5. The registrant’s other certifying officer(s) and I have disclosed, based on our most recent evaluation of internal control over financial reporting, to the registrant’s auditors and the audit committee of the registrant’s board of directors (or persons performing the equivalent functions):

(a) All significant deficiencies and material weaknesses in the design or operation of internal control over financial reporting which are reasonably likely to adversely affect the registrant’s ability to record, process, summarize and report financial information; and

(b) Any fraud, whether or not material, that involves management or other employees who have a significant role in the registrant’s internal control over financial reporting.

/s/    William G. Harris

William G. Harris

Senior Vice President of Finance and Chief Financial Officer

February 26, 2009

EX-32.1

EXHIBIT 32.1

CERTIFICATION(1)

Pursuant to the requirement set forth in Rule 13a-14(b) of the Securities Exchange Act of 1934, as amended (the “Exchange Act”), and Section 1350 of Chapter 63 of Title 18 of the United States Code (18 U.S.C. §1350), Ronald W. Barrett, Chief Executive Officer of XenoPort, Inc. (the “Company”), and William G. Harris, Senior Vice President of Finance and Chief Financial Officer of the Company, each hereby certifies that, to the best of his knowledge:

1. The Company’s Annual Report on Form 10-K for the period ended December 31, 2008, to which this Certification is attached as Exhibit 32.1 (the “Annual Report”) fully complies with the requirements of Section 13(a) or Section 15(d) of the Exchange Act, and

2. The information contained in the Annual Report fairly presents, in all material respects, the financial condition and results of operations of the Company.

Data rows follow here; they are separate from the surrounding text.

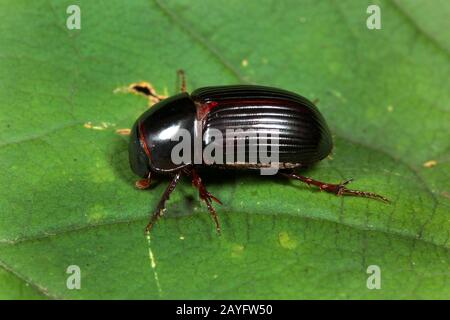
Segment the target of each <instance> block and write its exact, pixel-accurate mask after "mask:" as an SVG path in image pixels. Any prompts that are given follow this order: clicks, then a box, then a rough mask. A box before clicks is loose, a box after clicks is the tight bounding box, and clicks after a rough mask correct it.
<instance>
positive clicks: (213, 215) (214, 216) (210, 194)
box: [191, 169, 222, 234]
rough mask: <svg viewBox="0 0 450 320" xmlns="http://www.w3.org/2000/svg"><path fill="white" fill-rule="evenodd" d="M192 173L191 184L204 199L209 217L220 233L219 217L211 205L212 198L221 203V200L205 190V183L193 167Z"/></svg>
mask: <svg viewBox="0 0 450 320" xmlns="http://www.w3.org/2000/svg"><path fill="white" fill-rule="evenodd" d="M191 175H192V185H193V186H194V187H196V188H197V189H198V193H199V195H200V198H201V199H202V200H203V201H205V203H206V206H207V207H208V211H209V213H210V214H211V217H212V218H213V219H214V222H215V224H216V231H217V233H218V234H220V224H219V218H218V217H217V213H216V210H215V209H214V207H213V206H212V200H214V201H215V202H217V203H219V204H222V202H221V201H220V200H219V199H217V198H216V197H214V196H213V195H212V194H211V193H210V192H208V190H206V188H205V185H204V184H203V182H202V179H201V178H200V176H199V175H198V173H197V171H195V170H194V169H192V170H191Z"/></svg>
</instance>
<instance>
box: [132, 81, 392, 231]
mask: <svg viewBox="0 0 450 320" xmlns="http://www.w3.org/2000/svg"><path fill="white" fill-rule="evenodd" d="M179 74H180V75H181V77H182V83H183V85H182V93H180V94H177V95H175V96H172V97H169V98H167V99H164V100H161V101H159V102H158V103H156V104H155V105H154V106H152V107H151V108H150V109H149V110H147V111H146V112H144V113H143V114H142V115H141V116H140V117H139V118H138V119H137V120H136V122H135V124H134V125H133V128H132V130H131V137H130V144H129V160H130V166H131V169H132V170H133V172H134V173H135V174H136V175H138V176H140V177H141V178H144V179H142V180H140V181H138V183H137V184H136V185H137V186H138V187H140V188H146V187H148V186H149V185H150V179H151V175H152V173H162V174H166V175H169V176H171V178H172V179H171V182H170V184H169V186H168V187H167V189H166V190H165V192H164V194H163V196H162V198H161V200H160V202H159V204H158V206H157V208H156V211H155V212H154V214H153V215H152V218H151V220H150V222H149V224H148V225H147V228H146V231H147V232H149V231H150V230H151V228H152V227H153V225H154V223H155V222H156V220H157V219H158V218H159V217H160V216H161V215H162V214H163V211H164V209H165V202H166V201H167V200H168V199H169V196H170V193H171V192H172V191H173V190H174V189H175V186H176V184H177V183H178V181H179V179H180V177H181V176H182V175H187V176H190V177H191V178H192V183H193V186H194V187H196V188H197V189H198V190H199V195H200V198H201V199H202V200H204V201H205V202H206V205H207V207H208V210H209V212H210V213H211V215H212V217H213V219H214V221H215V224H216V230H217V232H218V233H220V225H219V221H218V217H217V214H216V212H215V209H214V207H213V206H212V201H216V202H218V203H220V201H219V200H218V199H217V198H216V197H214V196H213V195H211V194H210V193H209V192H208V191H207V190H206V188H205V186H204V184H203V182H202V180H201V178H200V176H199V174H198V171H197V169H198V168H200V167H204V166H208V167H220V168H225V169H236V168H239V169H261V168H264V167H267V166H268V164H267V162H264V161H263V159H262V156H261V153H260V152H261V150H263V149H265V150H271V152H268V153H267V154H270V155H271V157H272V159H276V161H274V162H275V164H276V166H277V171H276V173H277V174H278V175H282V176H285V177H288V178H292V179H296V180H300V181H302V182H305V183H307V184H309V185H315V186H317V187H319V188H320V190H323V191H326V192H330V193H334V194H336V195H354V196H362V197H369V198H375V199H379V200H382V201H386V202H388V200H387V199H386V198H384V197H382V196H380V195H378V194H375V193H372V192H365V191H357V190H350V189H347V188H346V185H347V184H348V183H349V182H350V181H351V180H347V181H345V182H343V183H339V184H331V183H324V182H320V181H317V180H314V179H311V178H307V177H304V176H301V175H299V174H297V173H296V172H295V169H296V168H297V169H298V168H300V167H307V166H310V165H312V164H314V163H316V162H318V161H320V160H322V159H324V158H325V157H327V156H328V155H329V154H330V153H331V150H332V148H333V142H332V137H331V133H330V130H329V128H328V126H327V124H326V122H325V119H324V118H323V116H322V115H321V113H320V112H319V110H318V109H317V107H316V106H315V105H314V104H313V103H312V102H311V101H309V100H308V99H306V98H304V97H302V96H301V95H298V94H296V93H293V92H289V91H286V90H282V89H277V88H272V87H265V86H256V85H232V86H214V87H205V88H200V89H197V90H195V91H193V92H192V93H191V94H188V93H187V92H185V87H186V86H185V81H184V74H183V73H182V72H179ZM154 97H155V96H154ZM230 132H231V133H233V135H230V134H229V133H230ZM249 132H250V133H252V134H254V136H253V137H260V136H261V137H267V139H266V140H264V139H257V138H254V139H251V138H249V136H248V135H247V136H246V134H248V133H249ZM220 134H221V135H220ZM218 136H223V139H222V140H218V139H217V137H218ZM180 137H184V138H186V137H187V138H186V139H188V140H189V141H185V142H187V144H186V146H189V148H188V149H184V150H183V152H182V153H183V159H184V161H183V162H182V163H180V162H179V161H174V156H173V152H172V151H173V150H174V148H176V146H177V145H179V143H180V142H179V139H181V138H180ZM271 137H276V139H275V138H272V139H271ZM196 139H197V140H196ZM239 143H242V144H241V146H244V149H240V150H241V151H242V152H241V158H239V156H238V155H237V154H238V153H239V151H237V149H236V147H234V146H236V145H238V144H239ZM211 144H214V146H215V147H217V148H218V149H217V150H221V151H220V152H221V153H222V154H220V155H219V154H218V152H217V151H216V152H215V156H216V159H215V160H216V161H211V159H209V160H208V159H206V160H205V159H204V158H203V157H202V154H201V150H207V148H208V146H210V145H211ZM230 145H231V146H232V147H231V148H230V147H229V146H230ZM196 146H197V147H198V146H200V154H199V151H198V150H197V149H196ZM210 147H213V146H212V145H211V146H210ZM219 147H220V148H219ZM210 149H211V148H210ZM185 153H186V154H185ZM228 156H229V157H228ZM217 159H219V161H217ZM221 159H223V161H220V160H221ZM225 159H226V160H225ZM230 160H231V161H230ZM274 162H272V164H271V165H274Z"/></svg>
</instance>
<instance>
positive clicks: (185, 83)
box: [177, 69, 186, 92]
mask: <svg viewBox="0 0 450 320" xmlns="http://www.w3.org/2000/svg"><path fill="white" fill-rule="evenodd" d="M177 75H178V79H179V80H178V81H179V84H180V85H181V92H186V76H185V74H184V70H183V69H179V70H177Z"/></svg>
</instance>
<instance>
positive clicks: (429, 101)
mask: <svg viewBox="0 0 450 320" xmlns="http://www.w3.org/2000/svg"><path fill="white" fill-rule="evenodd" d="M373 2H374V1H356V0H354V1H321V2H316V1H312V0H311V1H302V2H299V1H283V2H280V1H237V0H233V1H228V0H227V1H214V2H206V1H187V0H184V1H159V0H154V1H137V0H136V1H129V2H127V4H126V5H125V4H124V3H123V2H122V1H108V2H98V1H95V2H94V1H83V2H78V1H33V2H30V1H22V0H14V1H6V2H5V3H4V4H3V5H2V10H1V12H0V19H1V21H2V24H1V27H0V35H1V36H0V48H2V49H1V51H0V107H1V110H2V112H1V114H0V120H1V122H0V124H1V126H0V159H1V160H0V163H1V167H2V175H1V176H0V186H1V188H0V209H1V218H0V280H1V281H0V298H42V297H46V298H69V299H72V298H74V299H83V298H149V299H158V298H172V299H173V298H191V299H192V298H247V299H252V298H258V299H259V298H288V299H296V298H313V299H315V298H332V299H334V298H364V299H373V298H376V299H377V298H389V299H400V298H440V299H449V298H450V290H449V286H448V281H449V276H450V271H449V262H450V255H449V230H450V223H449V222H450V221H449V216H448V213H449V207H450V206H449V204H450V203H449V198H450V190H449V185H450V184H449V180H450V179H449V178H450V177H449V172H450V170H449V169H450V168H449V161H448V160H449V150H450V149H449V147H450V146H449V139H448V133H449V123H450V116H449V107H450V103H449V102H450V96H449V95H450V90H449V87H448V79H449V75H450V67H449V48H450V39H449V35H450V33H449V30H450V28H449V26H448V19H447V17H448V15H449V11H450V10H449V5H448V2H446V1H441V2H440V5H437V2H434V1H433V2H430V1H421V2H416V1H411V2H409V1H393V2H391V1H375V4H378V5H379V6H380V8H381V19H382V28H381V30H369V29H367V27H366V19H367V18H368V16H369V14H367V13H366V10H367V7H368V5H369V4H372V3H373ZM71 4H78V5H79V6H80V8H81V30H68V29H67V28H66V19H67V17H68V14H67V13H66V9H67V6H69V5H71ZM178 68H183V69H185V70H186V71H187V76H188V86H189V89H195V88H197V87H201V86H205V85H214V84H217V85H219V84H232V83H244V82H248V83H258V84H265V85H271V86H276V87H282V88H285V89H288V90H292V91H295V92H299V93H301V94H302V95H305V96H306V97H308V98H310V99H312V100H313V99H316V98H317V99H319V100H320V102H319V108H320V110H321V111H322V112H323V114H324V117H325V118H326V119H327V121H328V123H329V125H330V127H331V129H332V131H333V133H334V140H335V148H334V152H333V157H332V159H327V160H325V161H323V162H321V163H320V164H319V165H317V166H316V167H314V168H313V169H311V170H309V171H308V172H306V173H305V174H306V175H309V176H312V177H314V178H317V179H321V180H325V181H330V182H338V181H340V180H343V179H346V178H350V177H353V178H355V179H356V181H355V182H354V183H353V184H352V187H354V188H356V189H361V190H367V191H373V192H377V193H380V194H383V195H385V196H387V197H389V198H390V199H392V204H391V205H387V204H384V203H382V202H379V201H373V200H370V199H364V198H351V197H343V198H342V197H334V196H332V195H330V194H325V193H319V192H317V191H316V190H314V189H308V188H307V187H306V186H305V185H302V184H300V183H297V182H292V181H286V180H284V179H281V178H277V179H275V178H273V177H260V176H257V175H250V174H246V173H243V172H229V173H225V172H216V173H212V174H211V175H208V176H205V177H204V180H205V182H206V185H207V186H208V189H209V191H211V193H213V194H214V195H216V196H217V197H218V198H220V199H221V200H222V201H223V203H224V205H223V206H216V207H217V210H218V214H219V217H220V220H221V223H222V236H220V237H219V236H217V235H216V234H215V230H214V227H213V224H212V222H211V218H210V216H209V215H208V213H207V210H206V208H205V206H204V205H203V204H202V203H200V201H199V199H198V197H197V195H196V192H195V190H193V188H192V187H191V186H190V182H189V181H187V180H184V181H183V183H182V184H181V185H180V186H179V187H178V188H177V190H176V191H175V193H174V194H173V196H172V197H171V199H170V202H169V203H168V208H167V212H166V215H165V217H164V218H163V219H161V220H160V221H159V222H158V224H157V225H156V227H155V229H154V230H153V233H152V239H151V242H148V241H147V239H146V238H145V237H144V234H143V229H144V227H145V225H146V223H147V221H148V217H149V214H150V212H151V211H152V210H153V209H154V207H155V205H156V203H157V201H158V200H159V198H160V196H161V194H162V192H163V190H164V188H165V186H166V184H167V181H166V179H165V178H161V179H160V180H161V182H160V183H159V184H158V185H157V186H155V187H154V188H152V189H151V190H150V191H138V190H136V189H135V188H134V181H135V179H136V177H135V176H134V175H133V173H132V172H131V171H130V169H129V167H128V158H127V138H126V137H124V136H120V135H118V134H117V133H116V130H117V129H121V128H129V127H130V126H131V125H132V123H133V122H134V120H135V119H136V118H137V116H139V114H141V113H142V112H143V111H144V110H145V109H146V104H147V101H146V100H145V99H144V98H142V97H139V96H134V95H128V94H120V93H113V92H114V90H115V89H116V88H120V87H123V86H127V85H129V84H130V83H133V82H136V81H142V80H145V81H150V82H151V83H152V84H153V85H154V86H155V87H156V89H157V90H158V92H160V93H164V92H166V93H167V94H174V93H175V92H176V88H175V82H176V81H175V80H176V78H175V70H177V69H178ZM431 160H434V161H435V162H434V163H436V165H434V166H431V165H426V166H424V163H427V162H428V163H430V162H429V161H431ZM431 163H433V162H431ZM150 252H151V255H150ZM151 256H152V257H153V261H151ZM152 264H153V265H154V267H152ZM70 265H77V266H79V267H80V270H81V289H80V290H69V289H68V288H67V286H66V282H67V278H68V277H69V276H70V275H69V274H67V273H66V270H67V268H68V266H70ZM370 265H377V266H379V267H380V270H381V289H379V290H376V289H375V290H369V289H368V288H367V285H366V284H367V281H368V277H369V276H370V274H368V273H367V268H368V267H369V266H370Z"/></svg>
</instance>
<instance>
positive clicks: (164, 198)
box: [145, 171, 181, 234]
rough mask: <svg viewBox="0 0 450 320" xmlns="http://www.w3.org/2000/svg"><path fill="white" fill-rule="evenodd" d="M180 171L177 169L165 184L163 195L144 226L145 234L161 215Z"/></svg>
mask: <svg viewBox="0 0 450 320" xmlns="http://www.w3.org/2000/svg"><path fill="white" fill-rule="evenodd" d="M180 176H181V171H178V172H177V173H176V174H175V176H174V177H173V179H172V181H170V183H169V185H168V186H167V188H166V190H165V191H164V193H163V196H162V197H161V200H159V203H158V206H157V207H156V210H155V212H154V213H153V215H152V217H151V218H150V222H149V223H148V224H147V227H145V234H149V233H150V231H151V230H152V228H153V225H154V224H155V223H156V221H158V219H159V218H160V217H161V216H162V215H163V213H164V210H165V209H166V201H167V200H169V198H170V194H171V193H172V191H173V190H175V187H176V186H177V183H178V181H179V180H180Z"/></svg>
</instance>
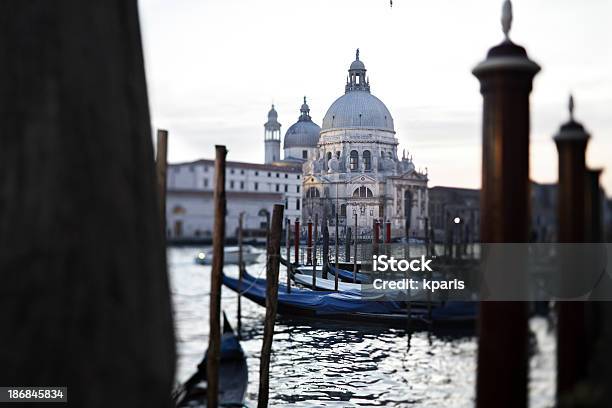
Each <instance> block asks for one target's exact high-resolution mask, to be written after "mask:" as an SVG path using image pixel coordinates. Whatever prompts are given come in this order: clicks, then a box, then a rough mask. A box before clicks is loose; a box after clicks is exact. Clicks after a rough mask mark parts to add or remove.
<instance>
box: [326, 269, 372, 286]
mask: <svg viewBox="0 0 612 408" xmlns="http://www.w3.org/2000/svg"><path fill="white" fill-rule="evenodd" d="M329 272H330V273H331V274H332V275H333V276H336V274H337V275H338V278H339V279H342V280H343V281H344V282H355V283H361V284H370V283H372V277H371V276H370V275H366V274H365V273H362V272H357V273H355V274H354V273H353V272H351V271H346V270H344V269H340V268H335V267H334V266H332V265H329Z"/></svg>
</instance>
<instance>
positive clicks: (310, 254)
mask: <svg viewBox="0 0 612 408" xmlns="http://www.w3.org/2000/svg"><path fill="white" fill-rule="evenodd" d="M307 234H308V235H307V237H306V265H311V262H312V219H309V220H308V232H307Z"/></svg>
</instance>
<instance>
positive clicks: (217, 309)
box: [206, 145, 241, 407]
mask: <svg viewBox="0 0 612 408" xmlns="http://www.w3.org/2000/svg"><path fill="white" fill-rule="evenodd" d="M215 153H216V157H215V191H214V194H213V205H214V210H215V224H214V230H213V259H212V269H211V272H210V308H209V324H210V334H209V337H208V354H207V362H206V375H207V377H206V381H207V383H208V388H207V392H206V395H207V398H208V406H209V407H216V406H217V404H218V397H219V395H218V394H219V360H220V358H221V274H222V273H223V246H224V244H225V208H226V203H225V157H226V156H227V149H226V148H225V146H219V145H217V146H215ZM240 274H241V272H240Z"/></svg>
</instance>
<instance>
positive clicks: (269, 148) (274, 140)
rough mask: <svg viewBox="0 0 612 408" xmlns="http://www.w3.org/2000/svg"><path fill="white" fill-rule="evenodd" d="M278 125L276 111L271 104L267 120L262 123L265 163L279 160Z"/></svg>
mask: <svg viewBox="0 0 612 408" xmlns="http://www.w3.org/2000/svg"><path fill="white" fill-rule="evenodd" d="M280 127H281V124H280V123H278V113H277V112H276V109H274V105H272V109H270V112H268V121H267V122H266V123H265V124H264V129H265V130H264V143H265V146H266V157H265V163H266V164H270V163H273V162H275V161H279V160H280V159H281V157H280Z"/></svg>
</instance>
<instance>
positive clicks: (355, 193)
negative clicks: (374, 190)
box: [353, 186, 374, 198]
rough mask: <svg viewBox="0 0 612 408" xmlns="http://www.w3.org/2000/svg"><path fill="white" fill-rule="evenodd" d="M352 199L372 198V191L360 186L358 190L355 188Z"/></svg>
mask: <svg viewBox="0 0 612 408" xmlns="http://www.w3.org/2000/svg"><path fill="white" fill-rule="evenodd" d="M353 197H362V198H363V197H374V195H373V194H372V190H370V189H369V188H367V187H364V186H361V187H359V188H356V189H355V191H353Z"/></svg>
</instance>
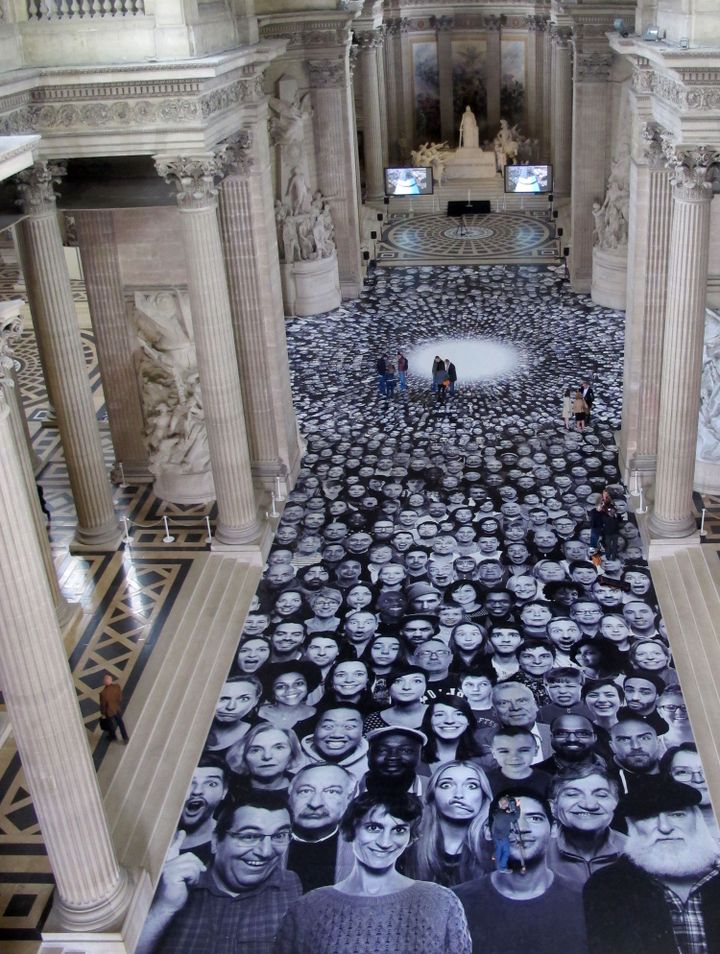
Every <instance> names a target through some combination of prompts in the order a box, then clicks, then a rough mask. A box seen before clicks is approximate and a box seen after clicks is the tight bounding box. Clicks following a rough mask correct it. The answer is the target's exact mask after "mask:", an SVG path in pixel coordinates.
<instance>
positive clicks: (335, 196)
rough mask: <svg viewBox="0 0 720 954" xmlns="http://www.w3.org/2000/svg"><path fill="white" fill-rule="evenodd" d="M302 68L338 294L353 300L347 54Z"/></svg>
mask: <svg viewBox="0 0 720 954" xmlns="http://www.w3.org/2000/svg"><path fill="white" fill-rule="evenodd" d="M308 68H309V71H310V86H311V91H312V102H313V128H314V131H315V149H316V156H315V160H316V168H317V177H318V188H319V189H320V191H321V192H322V194H323V195H324V196H326V197H327V199H328V202H329V204H330V209H331V211H332V218H333V222H334V223H335V244H336V246H337V259H338V271H339V274H340V287H341V289H342V296H343V298H357V297H358V295H359V294H360V292H361V291H362V267H361V256H360V230H359V218H358V201H357V196H358V189H357V181H356V174H355V164H354V161H353V155H354V149H355V141H356V134H355V128H354V126H353V124H352V121H351V120H352V114H353V110H352V100H351V97H352V86H351V84H350V82H349V68H348V62H347V52H345V53H344V56H343V59H342V60H337V59H324V60H309V61H308Z"/></svg>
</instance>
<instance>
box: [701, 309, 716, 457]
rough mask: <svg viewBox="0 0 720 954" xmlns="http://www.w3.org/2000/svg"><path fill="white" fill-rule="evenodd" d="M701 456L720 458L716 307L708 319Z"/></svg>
mask: <svg viewBox="0 0 720 954" xmlns="http://www.w3.org/2000/svg"><path fill="white" fill-rule="evenodd" d="M697 456H698V457H699V458H700V459H701V460H706V461H712V462H720V315H718V314H716V313H715V312H712V311H708V312H707V318H706V320H705V349H704V354H703V370H702V378H701V381H700V416H699V420H698V442H697Z"/></svg>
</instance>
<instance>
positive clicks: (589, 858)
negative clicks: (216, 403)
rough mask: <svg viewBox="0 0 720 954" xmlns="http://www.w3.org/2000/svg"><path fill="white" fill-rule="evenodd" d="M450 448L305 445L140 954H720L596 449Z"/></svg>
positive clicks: (682, 706) (147, 928)
mask: <svg viewBox="0 0 720 954" xmlns="http://www.w3.org/2000/svg"><path fill="white" fill-rule="evenodd" d="M438 360H439V359H438ZM443 364H444V362H443ZM388 370H389V369H388V368H387V367H386V368H385V370H384V371H383V374H385V373H387V372H388ZM445 370H446V372H447V370H448V369H447V368H446V369H445ZM438 371H439V369H438ZM378 374H380V370H378ZM585 400H586V401H587V396H586V397H585ZM589 403H590V405H591V404H592V398H591V400H590V402H589ZM460 440H461V442H460ZM460 440H459V441H456V442H453V441H451V440H442V439H440V438H439V437H438V436H437V435H436V434H434V433H433V432H432V431H430V432H428V431H425V432H423V431H421V430H418V429H415V430H413V431H411V430H409V429H408V430H402V429H398V430H397V431H396V432H394V433H383V432H382V431H381V430H379V429H378V428H372V427H367V426H366V425H365V424H364V423H363V422H362V421H356V422H346V423H335V422H330V423H328V424H327V425H326V426H323V427H318V428H316V429H315V430H313V431H312V432H311V433H309V434H308V450H307V453H306V455H305V458H304V461H303V468H302V470H301V472H300V475H299V479H298V482H297V486H296V488H295V490H294V491H293V492H292V493H291V494H290V495H289V499H288V502H287V505H286V506H285V510H284V513H283V516H282V519H281V521H280V525H279V527H278V531H277V534H276V538H275V543H274V546H273V548H272V550H271V552H270V555H269V557H268V562H267V566H266V568H265V571H264V574H263V578H262V580H261V582H260V585H259V587H258V590H257V594H256V596H255V599H254V601H253V604H252V608H251V611H250V613H249V615H248V617H247V619H246V621H245V624H244V627H243V631H242V634H241V636H240V641H239V644H238V647H237V651H236V654H235V659H234V662H233V666H232V669H231V672H230V673H229V674H228V677H227V680H226V682H225V684H224V687H223V690H222V693H221V696H220V699H219V700H218V703H217V707H216V710H215V715H214V719H213V723H212V726H211V728H210V733H209V735H208V737H207V741H206V744H205V747H204V752H203V755H202V758H201V760H200V762H199V764H198V766H197V768H196V770H195V774H194V777H193V783H192V786H191V789H190V791H189V792H188V795H187V798H186V801H185V804H184V807H183V811H182V815H181V818H180V822H179V826H178V833H177V837H176V839H175V841H174V842H173V846H172V848H171V851H170V853H169V855H168V857H167V860H166V863H165V866H164V870H163V873H162V877H161V879H160V883H159V886H158V890H157V894H156V898H155V901H154V903H153V906H152V909H151V912H150V916H149V918H148V921H147V923H146V926H145V931H144V933H143V936H142V938H141V941H140V946H139V948H138V951H139V952H141V954H161V952H162V954H167V952H177V951H183V954H194V952H200V951H202V952H204V951H210V950H212V951H213V952H214V954H215V952H217V954H229V952H231V951H232V952H233V954H237V952H245V954H250V952H252V954H356V952H357V954H366V952H367V954H370V952H379V954H385V952H388V954H389V952H392V954H411V952H415V951H417V950H422V951H423V952H425V954H469V952H470V951H474V952H477V954H480V952H482V954H521V952H522V954H525V952H527V951H533V952H534V954H551V952H552V954H555V952H557V951H569V952H572V954H587V952H589V954H608V952H610V951H612V952H613V954H631V952H632V954H671V952H673V954H675V952H678V951H683V952H686V951H706V952H711V951H716V950H720V904H718V901H719V900H720V875H719V869H718V867H717V863H718V847H717V844H718V843H717V829H716V826H715V822H714V818H713V815H712V808H711V806H710V800H709V793H708V787H707V783H706V781H705V778H704V775H703V771H702V765H701V763H700V759H699V756H698V753H697V749H696V747H695V744H694V740H693V735H692V730H691V727H690V723H689V719H688V713H687V706H686V703H685V700H684V697H683V691H682V689H681V688H680V686H679V684H678V679H677V675H676V672H675V668H674V665H673V659H672V655H671V652H670V648H669V643H668V639H667V634H666V631H665V628H664V624H663V621H662V619H661V616H660V614H659V610H658V605H657V600H656V597H655V593H654V589H653V583H652V579H651V577H650V574H649V571H648V567H647V564H646V562H645V561H644V559H643V553H642V548H641V546H640V539H639V534H638V530H637V527H636V525H635V522H634V520H633V518H632V516H629V515H628V508H627V502H626V500H625V495H624V491H623V488H622V485H621V484H620V483H619V482H618V470H617V460H616V451H615V447H614V440H613V434H612V432H611V431H609V430H608V429H604V428H602V427H598V426H597V425H590V426H589V427H587V428H585V429H584V430H582V431H581V430H571V431H568V432H566V431H565V430H564V428H563V426H562V424H557V425H555V426H553V425H549V424H548V425H544V426H541V427H540V428H532V427H527V428H523V427H522V426H521V425H516V424H513V423H510V424H508V425H507V426H506V427H505V428H504V429H503V430H502V431H501V430H500V429H498V430H497V431H496V432H489V431H487V430H485V431H484V432H483V433H480V432H472V431H470V432H468V433H466V434H464V435H463V436H462V437H461V438H460ZM598 513H599V514H601V516H602V515H607V514H610V513H614V515H615V518H616V519H617V521H618V527H617V533H615V534H611V535H610V536H608V535H607V534H606V533H605V532H604V525H602V524H601V525H600V527H601V529H600V536H598V535H597V526H596V522H595V514H598ZM600 538H602V539H603V540H604V541H605V553H604V555H602V556H601V555H600V554H599V553H594V552H593V551H595V550H596V549H599V546H598V545H599V542H600ZM611 543H612V545H610V544H611ZM593 556H594V557H595V558H596V559H595V560H593V559H592V558H593ZM493 855H494V859H493ZM690 931H691V932H692V937H693V941H692V945H690V942H689V941H688V937H689V933H688V932H690Z"/></svg>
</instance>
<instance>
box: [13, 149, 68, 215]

In Witness Whereof, the undersigned have set their hands hereto as of the 26th day of February, 2009.

/s/    Ronald W. Barrett

Ronald W. Barrett

Chief Executive Officer and Director

/s/    William G. Harris

William G. Harris

Senior Vice President of Finance and Chief Financial Officer

(1) This certification accompanies the annual report on Form 10-K to which it relates, is not deemed filed with the Securities and Exchange Commission and is not to be incorporated by reference into any filing of XenoPort, Inc. under the Securities Act of 1933, as amended, or the Securities Exchange Act of 1934, as amended (whether made before or after the date of the Form 10-K), irrespective of any general incorporation language contained in such filing. A signed original of this written statement required by Section 906 of the Sarbanes-Oxley Act of 2002 has been provided to XenoPort, Inc. and will be retained by XenoPort, Inc. and furnished to the Securities and Exchange Commission or its staff upon request.